Sembrerebbe una poesia un po’ crepuscolare, quasi intimistica, domestica. In realtà
non gli piaceva affatto essere considerato un poeta dello “spazio domestico”. La sua è una poesia che –per certi aspetti –richiama , oltreché Sinisgalli, Emily Dickinson, Rilke, Lorca, Montale e lo stesso Mario Luzi, suo maestro, amico e sostenitore.
Lecce la morta
Ad un certo punto della sua storia di uomo e di poeta, Ercole Ugo D’Andrea, avverte in modo pressante il compito di istituire un linguaggio poetico “parlato”, fortemente semantico, espressivo e ritmo-fonico. Ma la struttura sintattica si conserva organizzata e chiusa, mantenendo intatte le tradizioni letterarie alte. E’ una via di lavoro concreta , forse più vitale e resistente delle tecniche di avanguardia, che s’incentra sui grandi tragici temi del dolore e della morte e sulla sua amata-odiata piccola patria Salentina, che non riesce a “crescere” o, meglio, non riesce a proiettarsi nel futuro, a sistemare i suoi “allori”. Lecce è morta, ma
inganna perfino la morte con lo sfavillìo dei suoi ori barocchi .

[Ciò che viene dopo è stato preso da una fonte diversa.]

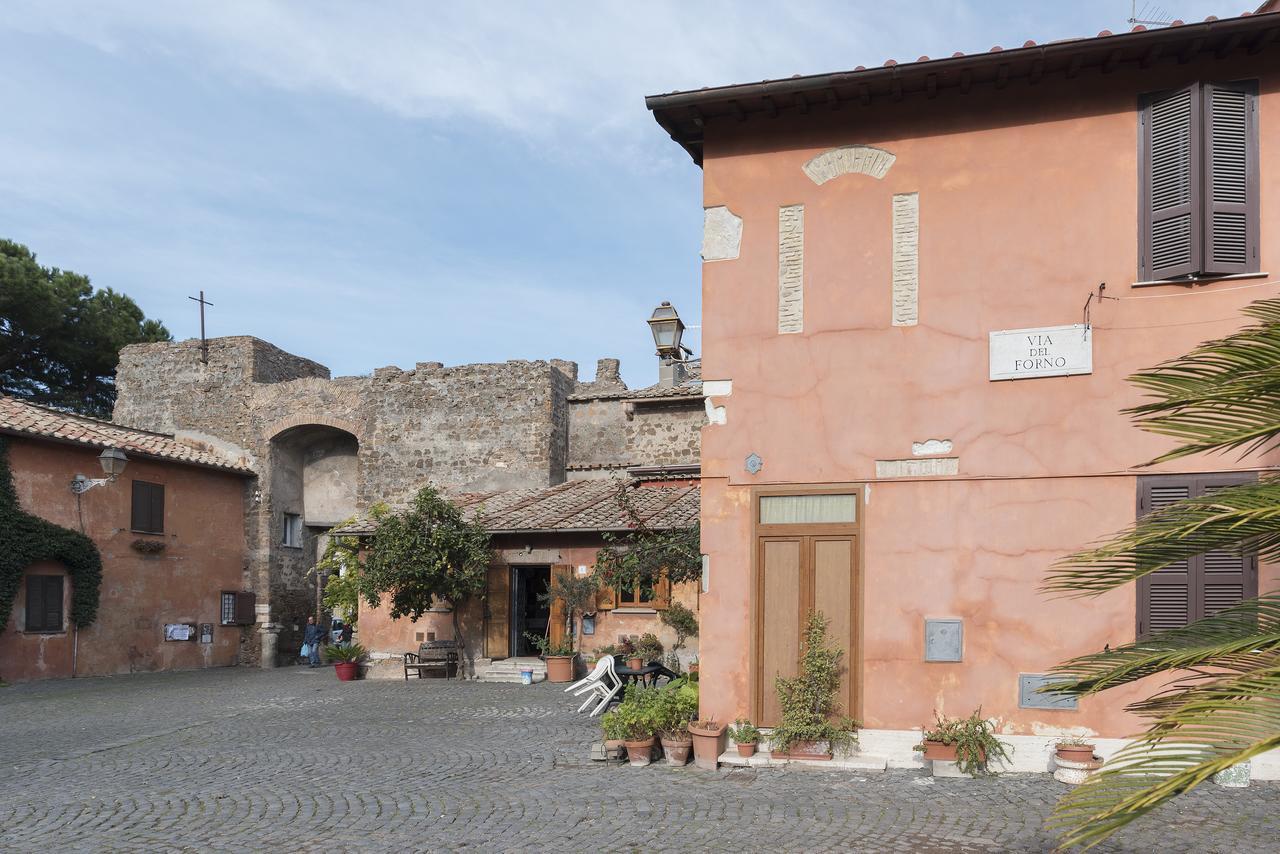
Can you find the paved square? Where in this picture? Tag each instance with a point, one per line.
(292, 759)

(E’ allora che cominci a morire,/ nei tuoi santi di pietra,/ nella burocrazia arroccata,/Lecce la morta,/ specie di domenica, quando c’è la Messa /e la partita… e così t’ho lasciata che pioviscola/ su vasi verdi delle tue terrazze,/ mentre tu hai già sistemato/ le tue anche, i tuoi ori/ i tuoi allori no/ché non hai i tuoi poeti che ti cantino,/ da perfetta defunta quale sei…)

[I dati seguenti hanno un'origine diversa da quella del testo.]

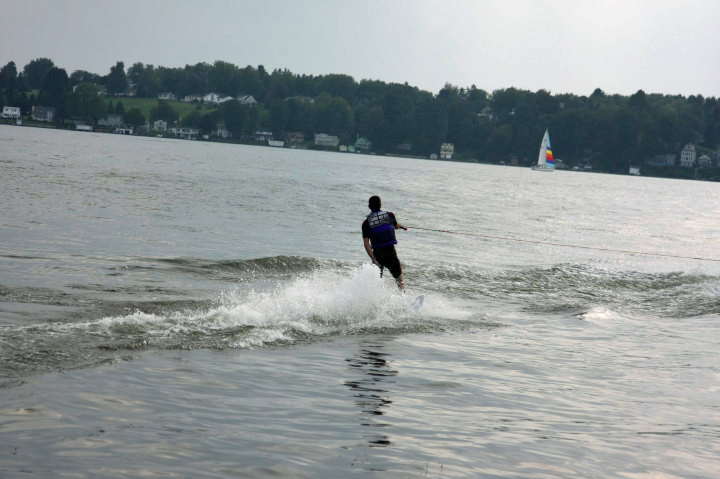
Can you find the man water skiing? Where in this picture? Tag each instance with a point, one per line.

Nel poemetto Lecce la morta, il poeta, -scrive Giorgio Barba – per reazione ad una società indifferente, avulsa dal contesto reale, sempre volta al passato, sembra volersi rinchiudere nella sua turris eburnea e il suo linguaggio diventa aleatorio, aereo, volutamente incomprensibile “. Il poeta gioca con quel quid che sfugge alla vista comune per dilatarla, arruffando goliardicamente i pensieri e contaminando la logica. Non è la poetica della meraviglia, né quella ermetica, ma la poetica del visibile che solo “il poeta malato di poesia” e dormiente sa ritrovare ricostruendo il cosmo da zero. “Si aspetta sempre che le foglie, parole sibilline disperse dal poeta al vento, si posino per avere una risposta alla domanda sul ruolo del poeta e sulla sua missione”.